Abstract
This study was conducted to investigate the life history, morphology, and maturation of larval stages and adult worms of Fasciola gigantica in experimental mice. Lymnaea auricularia rubiginosa was used as the intermediate host, and Oryza sativa was used for encystment of the metacercariae, while Mus musculus was used as the definitive host for maturation study. Fresh eggs from the gall bladder of water buffaloes fully developed into embryonated ones and hatched out at days 11-12 after incubation at about 29ºC. Free-swimming miracidia rapidly penetrated into the snail host, and gradually developed into the next larval stages; sporocyst, redia, and daughter redia with cercariae. Fully-developed cercariae were separated from the redia and shed from the snails on day 39 post-infection (PI). Free-swimming cercariae were immediately allowed to adhere to rice plants, and capsules were constructed to protect metacercariae on rice plants. Juvenile worms were detected in intestines of mice at days 3 and 6 PI, but they were found in the bile duct from day 9 PI. Juvenile and adult flukes were recovered from 16 mice experimentally infected with metacercariae, with the average recovery rate of 35.8%. Sexually mature adult flukes were recovered from day 42 PI. It could be confirmed that experimentally encysted metacercariae could infect and develop to maturity in the experimental host. The present study reports for the first time the complete life history of F. gigantica by an experimental study in Thailand. The obtained information can be used as a guide for prevention, elimination, and treatment of F. gigantica at environment and in other hosts.

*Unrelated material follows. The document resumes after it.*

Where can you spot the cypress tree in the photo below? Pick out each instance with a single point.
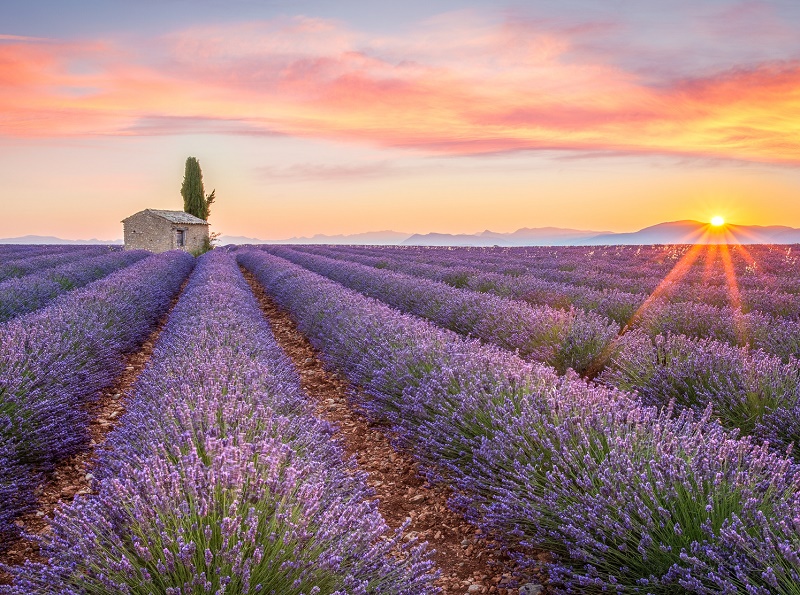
(194, 198)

Keywords: Fasciola gigantica, life history, biological characteristic, Digenea, Fasciolidae
INTRODUCTION
The giant liver fluke, Fasciola gigantica (Digenea: Fasciolidae), is important as a plant-borne trematode together with the sheep liver fluke, Fasciola hepatica. These parasites are the main cause of fascioliasis in ruminants and humans. They live in the liver of cattle, buffaloes, sheep, goats, and swines, which have a significant impact on growth rate, development, and productivity of ruminants, and therefore, are considered economically significant [1]. In some occasions, these flukes can be infected in humans, and it has been rarely reported that adult flukes have been recovered from the bile duct of people in Japan, northern Iran, and Thailand [2-4]. Most of the previous reports have focused on F. hepatica, whereas fewer studies have been conducted on F. gigantica. F. hepatica is widely distributed in temperate zones, whereas F. gigantica is typically found in tropical zones around the world [5,6].

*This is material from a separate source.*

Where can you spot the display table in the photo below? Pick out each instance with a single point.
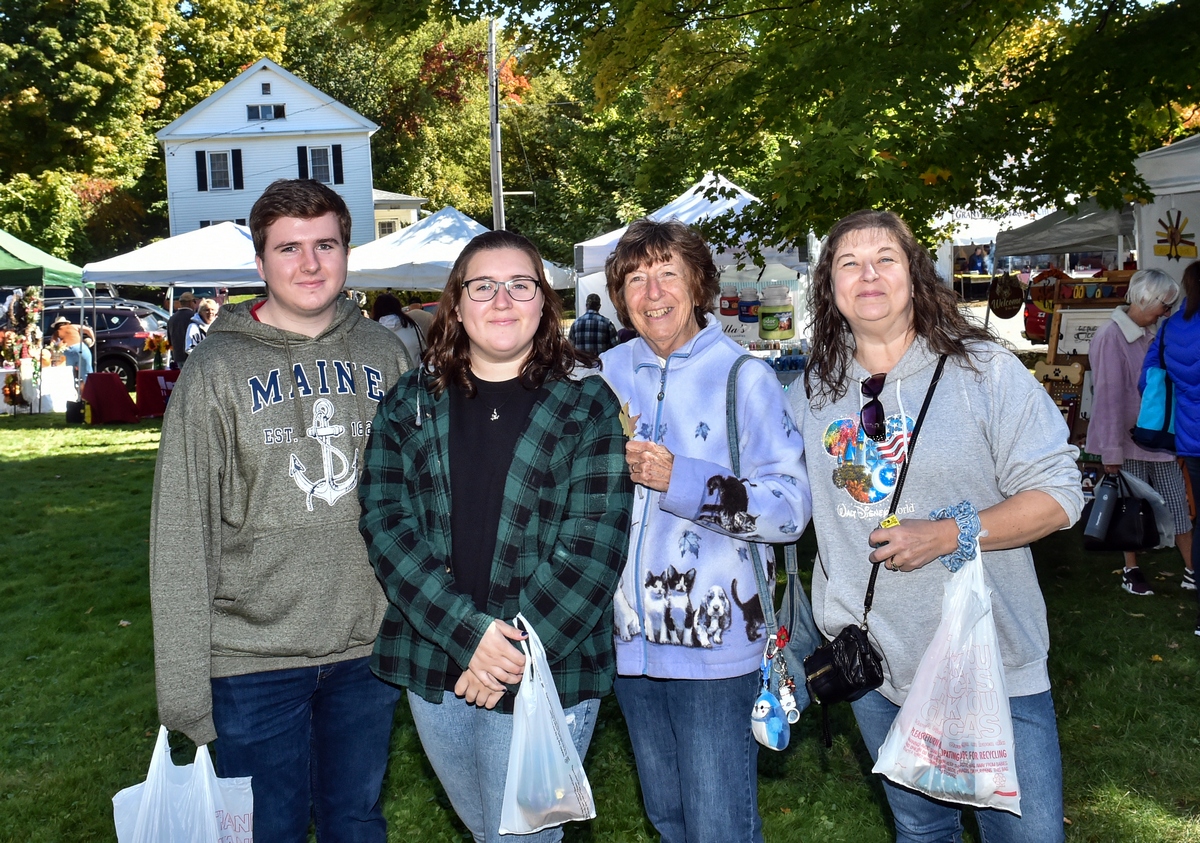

The general life cycle of fasciolids is described in the following passage. Adults expel eggs and these are evacuated in the feces of the definitive host, usually cows or buffaloes. Miracidia are hatched from the eggs in water, and they penetrate into several lymnaeid snails (intermediate hosts), such as Lymnaea viridis, L. columella, L. cousin, L. ollula, L. natalensis, and L. auricularia rubiginosa [7-11], and then develop into the sporocysts, rediae, and cercariae. Cercariae separate from the snails and are encysted to become metacercariae on vegetation (infective stage). The metacercariae can then be found on vegetation, such as the rice plant, stubble, Japanese parsley, and water lilies [8,12]. These plants are important sources of fodder for definitive hosts. The life cycle completes itself when the definitive hosts eat vegetation containing the metacercariae.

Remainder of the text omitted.